Financial markets forget they first cast Boris as a Brexit bogeyman

The markets are basking now in the afterglow of a Johnson electoral triumph. But for how long?

Sterling  soared, gilts fell and British stocks surged after prime minister Boris Johnson won a majority in the UK general election. Photograph: Bryn Colton/Bloomberg

Sterling soared, gilts fell and British stocks surged after prime minister Boris Johnson won a majority in the UK general election. Photograph: Bryn Colton/Bloomberg

 

For financial market investors that have cheered Boris Johnson’s landslide victory in the UK general election, it might be worth casting their minds back to when he first came to power.

Johnson was cast as a bogeyman by markets when he seized control of the Conservative Party in late July, promising to get Brexit done in defiance of what he called “the doubters, the doomsters, and the gloomsters”.

Within three weeks sterling had fallen by almost 4 per cent against the dollar amid heightened fears that the former mayor of London would lead the UK out of the EU without a deal. That’s a seismic foreign exchange move for two powerful central bank reserve currencies.

Sterling also slid 4.6 per cent against the euro to a 10-year low of 93.2p during that period, while Dublin’s Iseq index, the most Brexit-sensitive national equities benchmark in Europe, plunged 10 per cent.

The accord that Johnson finally struck in Brussels in October against the odds would take the UK out of the EU, single market and customers union. It represents the hardest of hard Brexits envisaged immediately after the June 2016 referendum. Yet weighed against the prospect of the UK otherwise crashing out of the EU, it prompted a sustained rally by sterling and equities.

Sterling soared as much as 2.6 per cent against the dollar and 2 per cent compared to the euro within hours of an exit poll on Thursday evening pointing towards the Conservatives securing a their biggest majority since Margaret Thatcher clinched a third term in 1987.

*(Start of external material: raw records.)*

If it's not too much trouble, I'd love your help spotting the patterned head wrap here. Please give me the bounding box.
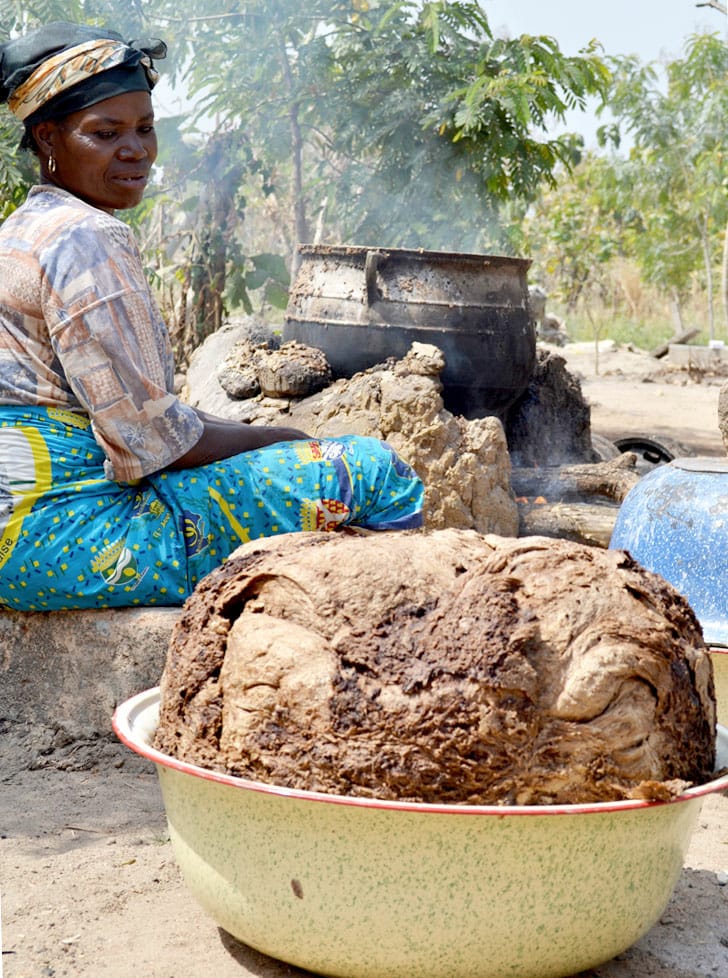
[0,22,167,128]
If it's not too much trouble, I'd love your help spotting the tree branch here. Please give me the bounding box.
[695,0,728,14]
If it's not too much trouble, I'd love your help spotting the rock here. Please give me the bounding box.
[185,329,518,536]
[718,384,728,453]
[256,342,331,398]
[0,608,181,740]
[156,530,715,804]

The pound reached 82.8p against the euro, its highest level since shortly after the Brexit referendum (before which it was trading at 76.6p).

“‘Get Brexit done’, the winning motto, [has] led to a landslide victory for the Tory Party and Boris Johnson becoming the ‘champion of Brexit’,” said Olivier Konzeoue, a foreign exchange trader with Saxo Markets in London, adding that it has reduced the risk of a no deal to “zero”.

Iseq soared

The Iseq soared as much as 3.6 per cent on Friday morning, led by Bank of Ireland, which jumped almost 11 per cent. Almost 40 per cent of the bank’s loan book is in the UK.

Dalata Hotel Group added 7.7 per cent on account of its growing UK business, coupled with a stronger sterling making Ireland a marginally cheaper place for Britons to visit.

The FTSE 250 index in London, which is more domestically focused than the export-oriented FTSE 100, shot ahead 5.4 per cent.

The consensus view in the markets is that Johnson will be able to sideline the radical Brexiteer wing of the Conservative Party that is the European Research Group and potentially strike a softer approach to Brexit as he enters the critical talks on the UK’s future relationship with the EU.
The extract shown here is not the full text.